«Reif und abgezockt»: Der HSV schiebt sich nach vorn

Der nächste Auswärtssieg lässt den HSV in der Tabelle klettern. Trainer Walter ist zufrieden, lobt die Reife seines Teams. Einem Profi geht die Partie besonders unter die Haut.
Ein Fußball liegt vor der Partie im Netz. © Friso Gentsch/dpa/Symbolbild

Auswärts läuft es beim Hamburger SV wie geschmiert. Drei Spiele, drei Siege - das kann keine andere Mannschaft der 2. Fußball-Bundesliga bieten. Das 2:0 beim 1. FC Nürnberg am Samstagabend brachte die Norddeutschen bis auf einen Punkt an die Aufstiegsplätze heran. «Wir sind sehr souverän aufgetreten», befand Trainer Tim Walter zufrieden und lobte seine Mannen: «Ich glaube, dass wir reif gespielt haben und abgezockt, was uns in den letzten Wochen vielleicht gefehlt hat.»

Saison- und wettbewerbsübergreifend sind es gar acht Pflichtspielsiege auf fremden Plätzen nacheinander, die die Hamburger vorweisen können.

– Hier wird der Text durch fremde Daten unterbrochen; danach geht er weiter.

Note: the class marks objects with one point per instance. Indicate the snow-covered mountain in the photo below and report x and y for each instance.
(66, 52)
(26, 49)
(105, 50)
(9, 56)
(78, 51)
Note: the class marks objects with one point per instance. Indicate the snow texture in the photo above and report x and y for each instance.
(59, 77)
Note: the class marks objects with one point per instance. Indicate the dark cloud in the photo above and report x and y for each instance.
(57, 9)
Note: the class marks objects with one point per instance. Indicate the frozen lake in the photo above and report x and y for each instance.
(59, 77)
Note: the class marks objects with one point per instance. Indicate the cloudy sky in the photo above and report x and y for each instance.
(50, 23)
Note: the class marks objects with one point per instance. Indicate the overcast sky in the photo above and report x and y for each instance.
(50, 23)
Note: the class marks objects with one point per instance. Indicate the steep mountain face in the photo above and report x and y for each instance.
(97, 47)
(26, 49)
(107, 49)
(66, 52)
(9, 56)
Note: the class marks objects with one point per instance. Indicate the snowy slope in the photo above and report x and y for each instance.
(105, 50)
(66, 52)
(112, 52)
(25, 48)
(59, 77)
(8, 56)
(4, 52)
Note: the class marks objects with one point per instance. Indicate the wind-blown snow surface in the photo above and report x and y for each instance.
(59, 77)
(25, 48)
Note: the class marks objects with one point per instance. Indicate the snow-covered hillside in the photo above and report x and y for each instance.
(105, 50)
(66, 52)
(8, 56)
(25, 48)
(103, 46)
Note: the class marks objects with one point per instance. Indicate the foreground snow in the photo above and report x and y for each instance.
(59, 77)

Die Kehrseite der Medaille: Zu Hause läuft es nicht wie gewünscht. Von drei Heimspielen in dieser Saison gingen zwei verloren. «Wir gewinnen daheim auch gern», sagte Walter, um dann zu schlussfolgern: «Mir ist letztlich egal, wo wir gewinnen, Hauptsache wir gewinnen.»

Egal war das insbesondere einem im Team der Hamburger aber nicht. Tim Leibold gab sein Startelf-Comeback nach auskuriertem Kreuzbandriss. Ausgerechnet im Max-Morlock-Stadion diesen Moment zu erleben, wo das Malheur im Vorjahr passiert war, ergriff den Linksverteidiger. «Für mich war es ein besonderer Moment, exakt an Ort und Stelle zehn Monate nach meiner schweren Verletzung zurück zu kommen und erstmals wieder in der Startelf zu stehen. So spielt manchmal das Leben», sagte Leibold.

Zudem war der 28-Jährige vier Jahre für die Nürnberger aktiv und hatte in deren Trikot die bislang meisten Partien absolviert. «Eine Vorsehung», nannte Walter das Comeback an jenem Ort. Den Gänsehautmoment unter Flutlicht wird Leibold wohl nicht vergessen.

Und es gab weitere Premieren: Erstmals bildeten Bakery Jatta und Neuzugang Jean-Luc Dompé in der Startelf eine Flügelzange, nachdem Ransford Königsdörffer bekanntlich eine Zwei-Spiele Sperre abbrummen muss. «Die Kontermöglichkeiten haben wir nicht gut genug ausgespielt», monierte Walter, wollte das aber nicht überbewerten. Auch bei den Flanken vor das gegnerische Tor fehlte es den Hamburgern an Präzision.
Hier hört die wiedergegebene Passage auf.